5.  En  estas  condiciones,  se  tiene  que  debiéndose  tratar  los  cargos propuestos en el orden precisado por el censor,  pero  los  dos  con  el  carácter  de  principales, el  primero, no está llamado a prosperar, como igualmente  lo  sugiere  la Procuradora Delegada, dado que ninguna duda existe en el proceso  respecto  a  que  el  Juzgado  Segundo  Promiscuo  Municipal  de Icononzo tenía  competencia   para   adelantar   en   sus   iniciales  diligencias  la  presente  investigación,  como  que  al  no  existir en esa localidad Fiscalía era a ese  Despacho  a  quien  legalmente  le  correspondía  hacerlo, y de otra parte, por  cuanto  el factor territorial así se lo imponía, pues los hechos sucedieron en  su jurisdicción y no en la de Cunday.   

6. En efecto, como ha quedado reseñado en el  relato  de  los  hechos, éstos tuvieron como precedente la reunión que habían  acordado  los  vecinos  de  las veredas Guasimal del Municipio de Cunday y la de  Patecuinde  del  Municipio  de  Icononzo  del  Departamento  del  Tolima, con el  fin   de  extender  el  cable de alta tensión de la red eléctrica de esas  dos  veredas colindantes, habiendo salido Ernesto Santana Castro a caballo hasta  el  sitio  denominado  la “hache”, localizado en la vereda Patecuinde, donde  se  había acordado debía estar, con el fin de llevar una herramienta, pues por  su  estado  de  salud no estaba en condiciones de trabajar, pero de todas formas  quería  colaborar  con  el trabajo comunitario. Y, de acuerdo con la constancia  dejada  en  el  acta  del levantamiento del cadáver de Santana Castro, éste se  encontró  en  la  ”Vereda  Patecuinde  finca  de  propiedad del señor Efrén  Torres.  Campo  abierto”,  certificándose,  igualmente, “que en el lugar de  los  hechos  debido  a  su  cercanía el señor Inspector de Varsovia prestó la  colaboración a éste Despacho”.   

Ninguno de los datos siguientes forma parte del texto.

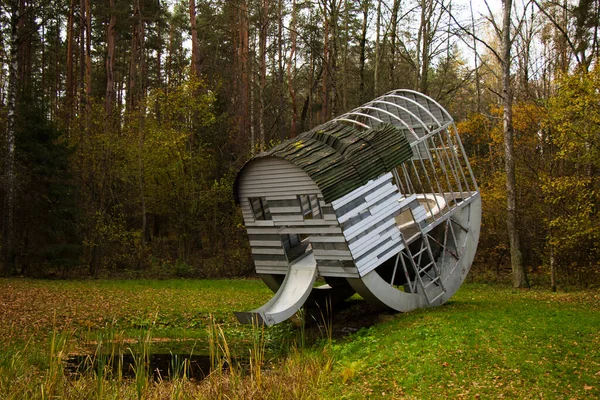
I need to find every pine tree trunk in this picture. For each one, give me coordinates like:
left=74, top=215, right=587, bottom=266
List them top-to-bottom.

7.  Entonces, en estas condiciones, realmente  resulta  intrascendente,  por  no  decir,  impertinente,  la  argumentación del  censor,  en  el  sentido  de que hay que inferir que los hechos sucedieron en la  vereda  Guasimal, por cuanto esa fue la afirmación que la Fiscalía hizo en las  resoluciones  por medio de las cuales se le resolvió la situación jurídica al  procesado  y  se  lo  acusó,  y  de  otra  parte,  porque de conformidad con el  documento  en el que consta la solución del problema de la servidumbre entre el  hoy  sindicado  y  la  víctima  de  su homicida actuar, fue solucionado ante el  Inspector  de  la vereda Varsovia, pues, respecto de lo primero, es evidente que  todo  se  debió  a  una  equivocación de la Fiscalía, ya que no existe prueba  alguna  que  permita  poner  en  duda  la  afirmación del Juez que practicó el  levantamiento  del  cadáver,  y antes por el contrario, toma mayor fuerza si se  observa  la  constancia  que dejó respecto a la colaboración que le prestó el  Inspector  de  Varsovia  “debido  a  su  cercanía”,  es decir, que el mismo  Inspector  sabía  que  los  hechos  habían  sucedido en la vereda vecina, a la  igual   que   lo   tenía   claro  el  Juez;  y  en  relación  con  la  segunda  argumentación,  igualmente  es  diáfano,  que el documento referido al acuerdo  por  la  servidumbre  en  nada  afecta  la  especificación  del  lugar  de  los  acontecimientos,  toda  vez  que,  el cadáver fue encontrado en los terrenos de  Efrén   Torres   ubicados   en   la   vereda  Patecuinde,  como  lo  corroboran  prácticamente  todos  los  testigos  que  declararon  en  este proceso, quienes  coinciden  en  que  los  trabajos  de la red eléctrica la iniciaron en la parte  baja  de  la vereda Patecuinde y que en el sitio denominado la “hache” de la  misma  vereda  fue  donde se quedó JOSÉ TIBERIO ARIAS con el carrete de cable,  como  lo  corroboró  éste  mismo,  siendo en ese lugar donde fue encontrado el  cadáver de Santana Castro.   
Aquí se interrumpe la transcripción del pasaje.